Russell finished sixth in Saturday's qualifying at Monza, having been outpaced by teammate Lewis Hamilton in fifth and missing out on pole by 1.3 seconds.
But grid penalties for Hamilton, Ferrari's Carlos Sainz and Red Bull duo Max Verstappen and Sergio Perez ahead mean Russell will be promoted to second alongside poleman Charles Leclerc.
The Briton feels this starting position wasn't warranted by his pace in qualifying having been unable to "get the car in that sweet spot" as the W13's inconsistency is once again plaguing Mercedes' weekend.
"We don't deserve to be starting P2 after today's performance," Russell said.
"It was again a frustrating session because we can't seem to get the car in that sweet spot.
"FP1 the car felt great, in FP2, FP3 substantially worse. In Q1, the car felt great, [we were] a few tenths off Ferrari. Q2 was worse, Q3 was worse.
"But ultimately that's been a theme this season. Lining up P2 we'll have a faster race car, probably not fast enough to battle with Max, potentially [we can fight] Charles."
The changing behaviour of the car between sessions has stumped both Russell and Mercedes, and finds it "disappointing" that no fix has been found this late into the season.

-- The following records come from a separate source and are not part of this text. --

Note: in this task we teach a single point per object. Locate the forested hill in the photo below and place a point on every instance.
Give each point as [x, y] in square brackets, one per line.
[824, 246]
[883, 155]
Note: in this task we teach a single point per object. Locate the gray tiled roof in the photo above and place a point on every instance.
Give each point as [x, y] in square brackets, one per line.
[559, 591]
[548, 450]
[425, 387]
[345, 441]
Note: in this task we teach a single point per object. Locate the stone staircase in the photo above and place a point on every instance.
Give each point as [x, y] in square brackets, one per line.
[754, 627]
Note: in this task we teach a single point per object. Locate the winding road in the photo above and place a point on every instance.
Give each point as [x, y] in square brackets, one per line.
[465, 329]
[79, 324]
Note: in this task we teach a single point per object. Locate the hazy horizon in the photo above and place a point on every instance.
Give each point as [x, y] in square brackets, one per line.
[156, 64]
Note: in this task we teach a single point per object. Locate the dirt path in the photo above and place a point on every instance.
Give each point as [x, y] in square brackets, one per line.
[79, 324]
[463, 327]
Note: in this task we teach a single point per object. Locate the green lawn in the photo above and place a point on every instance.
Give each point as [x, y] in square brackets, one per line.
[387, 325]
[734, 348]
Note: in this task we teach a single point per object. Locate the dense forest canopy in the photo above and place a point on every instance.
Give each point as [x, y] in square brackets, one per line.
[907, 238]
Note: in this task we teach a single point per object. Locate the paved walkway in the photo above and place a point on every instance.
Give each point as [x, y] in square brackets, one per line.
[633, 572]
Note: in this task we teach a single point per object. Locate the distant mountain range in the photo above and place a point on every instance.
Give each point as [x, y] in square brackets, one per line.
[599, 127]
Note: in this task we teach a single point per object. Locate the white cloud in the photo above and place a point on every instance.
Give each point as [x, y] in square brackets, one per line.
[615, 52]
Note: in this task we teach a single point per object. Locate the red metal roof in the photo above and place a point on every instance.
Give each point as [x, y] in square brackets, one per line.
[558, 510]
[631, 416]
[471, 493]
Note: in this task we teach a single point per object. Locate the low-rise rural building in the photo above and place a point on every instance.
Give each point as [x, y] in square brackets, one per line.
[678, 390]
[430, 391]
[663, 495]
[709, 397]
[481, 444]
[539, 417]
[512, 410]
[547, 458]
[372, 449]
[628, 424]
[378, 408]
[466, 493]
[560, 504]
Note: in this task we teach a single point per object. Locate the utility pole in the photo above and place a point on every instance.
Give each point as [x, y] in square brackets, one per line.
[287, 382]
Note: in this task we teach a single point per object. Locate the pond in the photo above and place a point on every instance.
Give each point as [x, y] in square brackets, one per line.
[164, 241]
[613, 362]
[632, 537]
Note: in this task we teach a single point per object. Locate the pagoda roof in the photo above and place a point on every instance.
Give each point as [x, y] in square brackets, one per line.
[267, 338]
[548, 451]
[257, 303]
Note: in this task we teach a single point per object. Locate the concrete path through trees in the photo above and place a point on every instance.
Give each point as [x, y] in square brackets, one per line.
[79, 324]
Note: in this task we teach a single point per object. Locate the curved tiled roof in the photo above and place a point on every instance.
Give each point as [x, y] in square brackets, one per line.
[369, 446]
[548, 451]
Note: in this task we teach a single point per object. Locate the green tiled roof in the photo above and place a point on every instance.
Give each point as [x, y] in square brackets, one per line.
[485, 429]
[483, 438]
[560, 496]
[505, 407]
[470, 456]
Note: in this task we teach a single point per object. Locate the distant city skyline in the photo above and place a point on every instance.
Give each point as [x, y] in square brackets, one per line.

Russell says Mercedes is in a "no man's land" in terms of qualifying performance, but feels the car is fast enough in race trim to fight for the podium at Monza.
"I'd love to tell you," he responded when asked if set-up tweaks were causing his issues.
"We've got the best engineers in the business working day and night to understand why our performance is fluctuating so much 15 races in and we still don't have a grasp as to why that is.
"So, that is a bit disappointing.
"We are in no man's land on a Saturday in terms of performance because we're so far behind the front two and a little bit ahead of the midfield. At least we have a fast race car."